2. **Specific problems**:
- When applied to the new - view - synthesis task of unseen objects, existing MoE NeRF models tend to produce low - quality representations near the expert boundaries, resulting in discontinuities in the object shape and visual unnaturalness.
- This discontinuity is mainly caused by the foresight expert selection mechanism, that is, selecting experts before processing them, which may miss the best expert and thus affect the rendering quality.
#### Proposed solutions
To solve the above problems, the authors propose Gumbel - NeRF, whose main features include:
1. **Hindsight Expert Selection Mechanism**:
- Gumbel - NeRF adopts a density - based hindsight selection mechanism to ensure the continuity of the density field even near the expert boundaries. Specifically, it selects the expert with the highest density through max - pooling, instead of making the selection before processing the experts.
2. **Part - Specific Experts**:
- Each expert is associated with part - specific latent codes that represent different parts of a given car (such as wheels, rooftops, doors, etc.). In this way, experts can specifically learn to model the corresponding object parts without explicit supervision.
3. **Rival - to - Expert Training Strategy**:
- By controlling the temperature parameter τ, a higher randomness is introduced in the early training stage, so that all experts have the opportunity to be selected and obtain gradient updates.
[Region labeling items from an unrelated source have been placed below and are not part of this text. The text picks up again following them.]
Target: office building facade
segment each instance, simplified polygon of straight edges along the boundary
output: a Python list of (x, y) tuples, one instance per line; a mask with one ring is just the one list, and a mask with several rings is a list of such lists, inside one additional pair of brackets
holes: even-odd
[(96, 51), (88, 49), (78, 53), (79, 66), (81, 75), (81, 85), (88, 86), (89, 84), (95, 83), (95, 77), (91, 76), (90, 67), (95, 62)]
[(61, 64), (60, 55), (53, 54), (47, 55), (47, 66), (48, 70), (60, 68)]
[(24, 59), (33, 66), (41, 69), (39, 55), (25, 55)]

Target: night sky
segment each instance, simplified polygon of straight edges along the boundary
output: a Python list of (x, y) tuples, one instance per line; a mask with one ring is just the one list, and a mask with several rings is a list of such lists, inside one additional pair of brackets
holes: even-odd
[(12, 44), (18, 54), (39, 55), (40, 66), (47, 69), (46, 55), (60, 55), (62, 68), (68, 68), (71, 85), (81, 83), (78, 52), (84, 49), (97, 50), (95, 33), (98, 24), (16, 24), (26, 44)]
As the training progresses, the temperature is gradually decreased, making the experts more stable and specialized, avoiding the routing - collapse problem.
#### Experimental results
Through experiments on the ShapeNet - SRN car dataset, Gumbel - NeRF outperforms baseline methods (such as CodeNeRF and Coded Switch - NeRF) in multiple image - quality metrics, proving its superior adaptability in capturing the details of unseen instances.
In summary, this paper solves the problems of discontinuity and low - quality representation in the new - instance view - synthesis task of existing methods by improving the expert - selection mechanism and introducing part - specific experts, and improves the quality and continuity of the synthesized images.